Milestones II
Braxton Hicks
When Heidi was pregnant with Sam, she introduced me to a whole vocabulary I'd never heard before. For the most part, I was either grossed out by the gooeyness of it ("stripping the membranes," "bloody show") or bugged by the male presence in it (Braxton Hicks, Kegels). The name of these practice contractions, at least, no longer strikes me as an obtrusive, obstetric male term. More like a endearing nickname for what happens when this mellonbelli grows a hard rind for a few seconds. Until Tracy asked, a couple months ago, if I'd had any BH contractions yet, I thought this girl had just gotten really good at poking out all her bony parts at once--elbows, knees, little bum and back--so that everything felt hard at once. But no, I'm not home to a Golden Dragon acrobat. I had just already started training for this event's final sprint.
Pain
Lower back; sciatic nerve in my right cheek; whatever that crippling stabbing is that happens right where my leg connects to my body, when I go hiking with the dog . . . do I sound like an old lady yet? 'Nuf said.
Tears
When did everything in the world become so freaking touching? Whereas T1 was marked by tears of selfpity, misery, and confusion, T3's downpours occur when I'm reading, listening to the radio, or occasionally, just thinking about dear loved ones. Who knew NPR was so tender? (Maybe this Sports Illustrated columnist will make you cry too. Fast Forward to minute 42:22 of the show.) But just so you know, neither Fug DaBreezio nor Dan Shore has ever elicited a tear from me, unless it was one of pain.
Birthplan
There's so much contradictory advice about this: DO make a birthplan so your rights and desires will be more likely to be followed in the mother-disregarding, human experience-alienating place called the L&D wing of a hospital; DON'T make a birthplan because you're setting yourself up for disappointment if you think you can dictate what your birth experience is going to be like--just have some goals and be open; DO read anything and everything about what can and may happen in your hospital during birth; DON'T waste your time reading everything--it will interfere with your pure experience.

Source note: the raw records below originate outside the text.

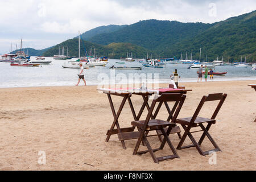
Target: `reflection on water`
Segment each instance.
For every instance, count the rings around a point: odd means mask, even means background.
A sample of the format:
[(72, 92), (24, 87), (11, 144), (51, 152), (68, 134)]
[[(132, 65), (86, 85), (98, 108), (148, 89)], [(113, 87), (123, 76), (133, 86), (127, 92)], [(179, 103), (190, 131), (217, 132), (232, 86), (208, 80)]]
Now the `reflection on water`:
[[(32, 57), (32, 59), (35, 59)], [(0, 88), (44, 86), (72, 86), (78, 79), (79, 69), (63, 68), (61, 65), (66, 60), (55, 60), (52, 57), (47, 57), (47, 60), (52, 61), (49, 65), (42, 65), (39, 67), (11, 67), (9, 63), (0, 63)], [(73, 60), (76, 60), (73, 59)], [(85, 80), (88, 85), (97, 85), (101, 82), (102, 73), (108, 77), (107, 80), (113, 83), (110, 79), (111, 69), (109, 68), (115, 64), (117, 60), (109, 60), (106, 67), (96, 67), (85, 70)], [(146, 76), (147, 79), (159, 77), (159, 82), (168, 82), (170, 76), (175, 69), (177, 69), (180, 81), (197, 81), (197, 69), (187, 69), (188, 65), (167, 64), (163, 68), (146, 68), (137, 61), (125, 62), (127, 66), (141, 66), (142, 70), (115, 70), (117, 83), (130, 82), (129, 74), (141, 73)], [(123, 64), (122, 64), (123, 65)], [(215, 71), (227, 72), (225, 76), (214, 76), (214, 81), (256, 80), (256, 71), (251, 68), (236, 68), (234, 66), (216, 67)], [(119, 73), (121, 73), (120, 75)], [(122, 79), (126, 76), (126, 79)], [(140, 81), (141, 80), (141, 81)], [(141, 79), (135, 82), (141, 81)]]

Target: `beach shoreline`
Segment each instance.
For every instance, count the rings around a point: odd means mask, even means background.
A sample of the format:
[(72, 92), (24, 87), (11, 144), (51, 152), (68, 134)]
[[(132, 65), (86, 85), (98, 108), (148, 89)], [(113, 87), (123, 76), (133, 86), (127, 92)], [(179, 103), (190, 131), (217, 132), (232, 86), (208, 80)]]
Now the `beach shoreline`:
[[(222, 151), (216, 153), (216, 164), (210, 164), (210, 156), (201, 156), (193, 147), (177, 150), (180, 159), (157, 164), (149, 154), (132, 155), (137, 140), (126, 141), (126, 150), (116, 135), (106, 142), (113, 118), (106, 95), (96, 85), (0, 88), (0, 170), (255, 170), (256, 92), (249, 84), (255, 81), (182, 82), (192, 91), (186, 94), (178, 118), (192, 116), (204, 95), (228, 94), (210, 130)], [(137, 113), (143, 101), (138, 96), (131, 100)], [(113, 100), (117, 110), (121, 98), (113, 96)], [(210, 116), (212, 107), (207, 104), (200, 116)], [(166, 113), (160, 110), (161, 119)], [(130, 126), (133, 118), (126, 104), (120, 125)], [(198, 139), (200, 134), (193, 135)], [(171, 135), (170, 139), (176, 147), (179, 138)], [(150, 142), (152, 147), (159, 143), (157, 137)], [(185, 143), (191, 142), (187, 139)], [(202, 148), (213, 146), (205, 139)], [(45, 152), (45, 165), (38, 163), (40, 151)], [(158, 156), (170, 154), (166, 146), (156, 152)]]

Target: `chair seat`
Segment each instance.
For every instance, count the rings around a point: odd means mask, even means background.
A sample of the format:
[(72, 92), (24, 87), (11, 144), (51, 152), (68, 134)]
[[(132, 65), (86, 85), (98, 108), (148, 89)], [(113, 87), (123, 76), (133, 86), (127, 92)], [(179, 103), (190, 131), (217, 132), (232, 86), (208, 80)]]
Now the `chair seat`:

Hmm. So, I've chosen the DO routes, keeping the DONT's in mind. My biggest three desires: 1) as little intervention as possible. 2) do all the baby's exams etc. right there while I hold the baby. 3) I want to get to check out the placenta and see what it's like. What I secretly want, but have been too shy to ask, is to bring it home and plant a crab apple tree over it that will bloom every year for Scout's birthday.
Ear Stuffiness
ARHH! Hand me that coat hanger.
Stress Incontinence
My sister-in-law Brooke is a petite woman with four children under three years of age (the first two are twins). (Aside: She has a funny pregnancy t-shirt that says Birth control is for wimps. ) Anyway, one time Andy asked her if she ever wets her pants. "Let's just put it this way," she said, "I change my panties alot." At some point, it has just become reflex to cross my legs and bed over when I sneeze or cough. Ah, maternity may be beautiful but it ain't real dignified.
Weight Gain
Not because I'm stressed about it, but more because I think it's amazing: last week I gained four (4) pounds! And it's not like I'm holding water anywhere--my rings still slide up and down my finger. That takes effort! No wonder I'm tired.
4 comments:
I didn't get to see much during my first delivery, as I was mildly drugged and delivering at the baby factory that is Alta View hospital in Sandy, Utah. BUt I had a quiet, sensitive, let-nature-do -it's-thing-type OB here in Livingston AND I was the only person in L&D, so we lolly-gagged around after Heidi was born and bonded (she even pooped and nursed before the bathed or weighed her because the nurses were so into mother-baby bonding rather than doing all their pediatric business, so although she weighed in at 7-14, I hold that she was AT LEAST 8 pounds at birth). Anyway, I got to see adn touch the placenta (I was on that crazy ecstatic natural crack high that happens after delivery, so I was all up in the OBs face, cracking jokes and being assertive and wacky). Everyone in the room also marvelled at the length of Heidi's umbilical cord.The nurse just kept pulling and pulling it, and held up about two feet of it beyond where Rich was preparing to cut it and said, "This is a garden hose!" Indeed it looked like one. I was totally fascinated to see all the cool stuff my body had made besides the tiny person--no wonder I was so tired and hungry!! I am so excited for you (as I have said about 20 times) and I think your ideas are sound. I hope all goes well...mucho amor y buenos suerte, hermana!
If I ever, I want a t-shirt like that. I think my white hairs will lend an ironic punch to the punchline!
i have a friend who saved her placenta, froze it (they were renting) and then planted the tree 2 years later.
in HI, there's a big stink over women wanting to keep their placentas....the bigwhigs call it biohazard.
one more thing--
stress incontinence is a way of life for me. the cross-legged thing is my only hope.